You might be familiar with Six Sigma business management strategy which is employed by variety of the companies in relationship to managing quality of its product. Six Sigma applies to number of defects – when you have reached six sigma quality in your production you would see 99.99966% of the products manufactured with no defects, or in other words there is less than 3 defects per million.
One of principles of six sigma is what customers tend to be concerned about variance a lot more than average. For example if you produce tomato soup and the average difference from declared weight is going to be 0.1 gram or 0.5 gram, probably nobody would not notice the difference. What would worry people however is significant number of very large differences, such as half empty tomato soup can.
You can see Apdex standard looking among similar lines, which is looking to classify user experiences as good, tolerable and not acceptable.
So how are doing with this in MySQL (and general Web performance management) ? Not So good. In most cases organizations focus on performance rather than performance stability even though it is the later what their users really care about. Consider Adaptive Checkpoint in Innodb for example – until it got implemented we had very poor performance stability under very large number of workloads. Look at the industry standard TPC-C benchmark for example – it defines the guidance for response time as ninety five percentile response time, which is just two sigma in sigma notation. A lot of popular tools, including Sysbench and Maatkit also use 95% response time (probably inherited from these industry standards).
Sometimes we use 99% response time as a guidance but this is not even quite 3 sigma which would be 99.7%.
One reason we use rather weak confidence intervals in performance optimization is we need a lot of transactions to get stable measurements for stronger ones. If we’re looking at 95 percentile something like 1000 transactions will give more or less stable results in most cases. If we’re looking at 99 percentile we would need at least 10.000 and I’d look for at least 100.000 to get stable 99.9% response time.
In number of my talks about performance measurements I suggested to measure 95 percentile over short period of times for example every minute, which is great for graphing and it is somewhat gives you higher confidence if you look at the whole day. I believe meeting 95 percentile response time every minute of the day is a lot harder than getting 99 percentile over 24 hours.
It is worth to mention modern applications become a lot more demanding to stable performance. In the past you would have only one request to get HTML which would be responsible for most information on the page. Now with technologies like AJAX there can be number of request during page generation and interaction and each of them being slow give sluggish experience to the user.
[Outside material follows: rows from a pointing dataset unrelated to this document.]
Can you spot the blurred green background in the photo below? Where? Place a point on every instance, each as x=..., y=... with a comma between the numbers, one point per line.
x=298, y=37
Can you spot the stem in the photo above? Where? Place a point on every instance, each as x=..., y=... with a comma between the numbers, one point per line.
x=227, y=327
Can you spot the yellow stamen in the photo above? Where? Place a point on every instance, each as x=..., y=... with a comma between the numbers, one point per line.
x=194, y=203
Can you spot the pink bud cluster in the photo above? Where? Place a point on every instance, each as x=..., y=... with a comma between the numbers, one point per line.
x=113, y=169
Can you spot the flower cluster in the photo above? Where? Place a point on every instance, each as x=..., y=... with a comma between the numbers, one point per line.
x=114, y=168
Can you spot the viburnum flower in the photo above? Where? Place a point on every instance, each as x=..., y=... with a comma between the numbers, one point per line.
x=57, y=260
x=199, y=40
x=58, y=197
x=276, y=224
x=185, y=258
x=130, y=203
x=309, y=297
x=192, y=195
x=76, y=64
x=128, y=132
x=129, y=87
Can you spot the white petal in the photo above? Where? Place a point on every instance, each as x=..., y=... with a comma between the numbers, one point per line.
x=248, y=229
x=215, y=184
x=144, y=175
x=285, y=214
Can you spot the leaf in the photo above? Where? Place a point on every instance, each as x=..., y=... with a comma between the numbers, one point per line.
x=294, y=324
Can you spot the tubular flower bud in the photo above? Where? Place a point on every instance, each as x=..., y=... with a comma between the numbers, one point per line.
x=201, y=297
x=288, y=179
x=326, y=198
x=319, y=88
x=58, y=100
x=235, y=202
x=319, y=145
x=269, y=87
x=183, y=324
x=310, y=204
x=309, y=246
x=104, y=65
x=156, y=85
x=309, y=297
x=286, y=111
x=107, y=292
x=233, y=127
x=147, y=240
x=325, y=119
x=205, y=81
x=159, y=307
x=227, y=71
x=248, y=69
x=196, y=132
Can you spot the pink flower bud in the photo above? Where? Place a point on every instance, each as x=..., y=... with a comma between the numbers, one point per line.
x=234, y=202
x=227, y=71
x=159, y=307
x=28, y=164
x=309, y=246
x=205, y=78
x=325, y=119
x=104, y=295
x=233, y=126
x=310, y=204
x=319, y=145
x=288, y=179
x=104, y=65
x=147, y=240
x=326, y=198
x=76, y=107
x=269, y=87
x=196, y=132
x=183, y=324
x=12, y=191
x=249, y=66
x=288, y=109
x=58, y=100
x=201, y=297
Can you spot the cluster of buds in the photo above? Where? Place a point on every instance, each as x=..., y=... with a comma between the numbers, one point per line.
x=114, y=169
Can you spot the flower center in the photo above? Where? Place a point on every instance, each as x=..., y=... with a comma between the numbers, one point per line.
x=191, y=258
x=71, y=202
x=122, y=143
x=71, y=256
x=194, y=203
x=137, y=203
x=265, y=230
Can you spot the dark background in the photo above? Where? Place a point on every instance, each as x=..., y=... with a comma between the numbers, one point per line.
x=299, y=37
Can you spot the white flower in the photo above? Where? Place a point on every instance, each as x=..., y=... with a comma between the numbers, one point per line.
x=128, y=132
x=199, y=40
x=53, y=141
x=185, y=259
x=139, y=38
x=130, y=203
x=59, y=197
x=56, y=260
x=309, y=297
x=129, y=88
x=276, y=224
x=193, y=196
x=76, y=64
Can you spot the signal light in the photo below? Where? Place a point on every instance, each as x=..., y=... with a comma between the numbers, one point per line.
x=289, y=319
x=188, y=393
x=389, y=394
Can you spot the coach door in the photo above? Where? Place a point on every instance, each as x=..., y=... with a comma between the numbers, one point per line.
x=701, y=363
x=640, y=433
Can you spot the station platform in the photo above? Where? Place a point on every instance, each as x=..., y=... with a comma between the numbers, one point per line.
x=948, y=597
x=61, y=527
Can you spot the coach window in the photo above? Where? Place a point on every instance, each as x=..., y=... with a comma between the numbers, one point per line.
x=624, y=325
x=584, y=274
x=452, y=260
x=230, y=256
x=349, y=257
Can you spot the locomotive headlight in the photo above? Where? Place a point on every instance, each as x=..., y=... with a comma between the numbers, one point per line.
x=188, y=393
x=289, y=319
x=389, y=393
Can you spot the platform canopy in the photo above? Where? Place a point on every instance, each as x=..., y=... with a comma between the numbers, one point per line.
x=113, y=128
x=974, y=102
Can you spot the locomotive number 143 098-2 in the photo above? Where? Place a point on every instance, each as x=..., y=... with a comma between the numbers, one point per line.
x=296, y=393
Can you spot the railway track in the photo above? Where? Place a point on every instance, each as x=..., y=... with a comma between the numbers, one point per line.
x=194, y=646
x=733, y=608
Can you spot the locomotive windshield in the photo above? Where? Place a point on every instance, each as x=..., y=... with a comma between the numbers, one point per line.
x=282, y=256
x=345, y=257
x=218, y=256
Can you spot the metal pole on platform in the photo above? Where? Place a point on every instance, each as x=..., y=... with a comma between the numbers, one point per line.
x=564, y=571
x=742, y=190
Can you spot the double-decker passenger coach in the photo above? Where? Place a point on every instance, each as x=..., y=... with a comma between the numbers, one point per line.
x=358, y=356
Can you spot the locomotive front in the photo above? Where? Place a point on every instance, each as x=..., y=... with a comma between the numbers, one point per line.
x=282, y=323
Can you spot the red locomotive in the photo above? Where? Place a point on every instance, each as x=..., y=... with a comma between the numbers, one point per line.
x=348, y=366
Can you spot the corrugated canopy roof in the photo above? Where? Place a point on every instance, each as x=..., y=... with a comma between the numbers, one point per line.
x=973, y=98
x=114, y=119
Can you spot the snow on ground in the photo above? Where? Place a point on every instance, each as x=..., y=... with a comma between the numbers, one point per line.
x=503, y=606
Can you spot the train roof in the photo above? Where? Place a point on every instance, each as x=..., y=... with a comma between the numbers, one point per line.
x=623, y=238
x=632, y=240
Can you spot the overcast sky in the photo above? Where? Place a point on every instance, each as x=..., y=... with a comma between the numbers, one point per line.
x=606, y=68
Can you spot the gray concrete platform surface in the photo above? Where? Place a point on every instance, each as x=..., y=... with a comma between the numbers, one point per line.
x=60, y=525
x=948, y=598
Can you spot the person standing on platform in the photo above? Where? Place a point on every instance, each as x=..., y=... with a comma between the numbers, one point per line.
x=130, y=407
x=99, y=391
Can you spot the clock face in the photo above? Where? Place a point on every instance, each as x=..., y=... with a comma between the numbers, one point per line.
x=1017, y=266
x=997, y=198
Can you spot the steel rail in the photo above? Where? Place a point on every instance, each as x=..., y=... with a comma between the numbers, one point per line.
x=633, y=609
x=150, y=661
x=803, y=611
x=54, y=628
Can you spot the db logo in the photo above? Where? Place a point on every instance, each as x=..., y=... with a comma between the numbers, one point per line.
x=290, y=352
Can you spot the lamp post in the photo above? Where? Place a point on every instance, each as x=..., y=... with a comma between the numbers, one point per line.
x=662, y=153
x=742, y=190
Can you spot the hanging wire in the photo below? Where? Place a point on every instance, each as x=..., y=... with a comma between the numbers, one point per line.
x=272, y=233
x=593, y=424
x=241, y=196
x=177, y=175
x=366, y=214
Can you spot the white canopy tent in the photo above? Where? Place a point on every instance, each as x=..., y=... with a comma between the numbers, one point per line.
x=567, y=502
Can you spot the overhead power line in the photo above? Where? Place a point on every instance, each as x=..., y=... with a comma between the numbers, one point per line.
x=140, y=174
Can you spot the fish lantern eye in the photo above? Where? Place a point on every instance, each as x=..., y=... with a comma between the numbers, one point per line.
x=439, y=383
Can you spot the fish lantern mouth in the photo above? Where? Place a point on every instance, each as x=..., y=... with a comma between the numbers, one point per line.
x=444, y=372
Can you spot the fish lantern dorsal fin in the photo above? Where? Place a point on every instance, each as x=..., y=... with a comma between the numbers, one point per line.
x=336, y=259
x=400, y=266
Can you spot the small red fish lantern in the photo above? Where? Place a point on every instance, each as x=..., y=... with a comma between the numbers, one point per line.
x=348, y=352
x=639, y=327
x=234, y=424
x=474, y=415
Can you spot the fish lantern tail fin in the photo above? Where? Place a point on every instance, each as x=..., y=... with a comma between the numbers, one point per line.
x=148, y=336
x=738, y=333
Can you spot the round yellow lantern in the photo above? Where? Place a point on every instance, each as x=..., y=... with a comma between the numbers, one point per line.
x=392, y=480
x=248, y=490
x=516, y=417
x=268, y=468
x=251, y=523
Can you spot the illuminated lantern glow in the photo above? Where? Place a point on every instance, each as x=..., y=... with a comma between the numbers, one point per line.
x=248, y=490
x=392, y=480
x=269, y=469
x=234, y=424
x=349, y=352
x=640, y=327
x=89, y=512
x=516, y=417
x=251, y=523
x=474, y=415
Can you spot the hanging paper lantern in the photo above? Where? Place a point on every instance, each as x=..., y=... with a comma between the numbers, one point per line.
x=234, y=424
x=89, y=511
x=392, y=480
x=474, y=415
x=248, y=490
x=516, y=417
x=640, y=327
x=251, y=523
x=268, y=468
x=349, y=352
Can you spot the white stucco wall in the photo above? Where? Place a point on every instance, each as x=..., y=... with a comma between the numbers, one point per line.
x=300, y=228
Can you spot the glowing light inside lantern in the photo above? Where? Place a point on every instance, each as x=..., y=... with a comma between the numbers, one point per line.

So what can we do in terms of performance management ? Start measuring much higher response time and allow for less variance. Why not to starve at least for 99.9 daily response time (one request per thousand being slow) and use 99 percentile over 5 minutes to graph response time stability. This is still very far from the confidence manufacturing uses. This is also what is probably practical for most of internet applications – A lot of applications like Gmail have 99.9 to 99.99 percent of uptime, and from the user point of view the percentile number for good response time is bound by availability figure.
I also would like to see the technology vendors would focus more on the performance stability in their benchmarks. Way too often you just see the Throughput number reported which gives zero information about performance stability and so is completely irrelevant to ability of the product to provide great user experience.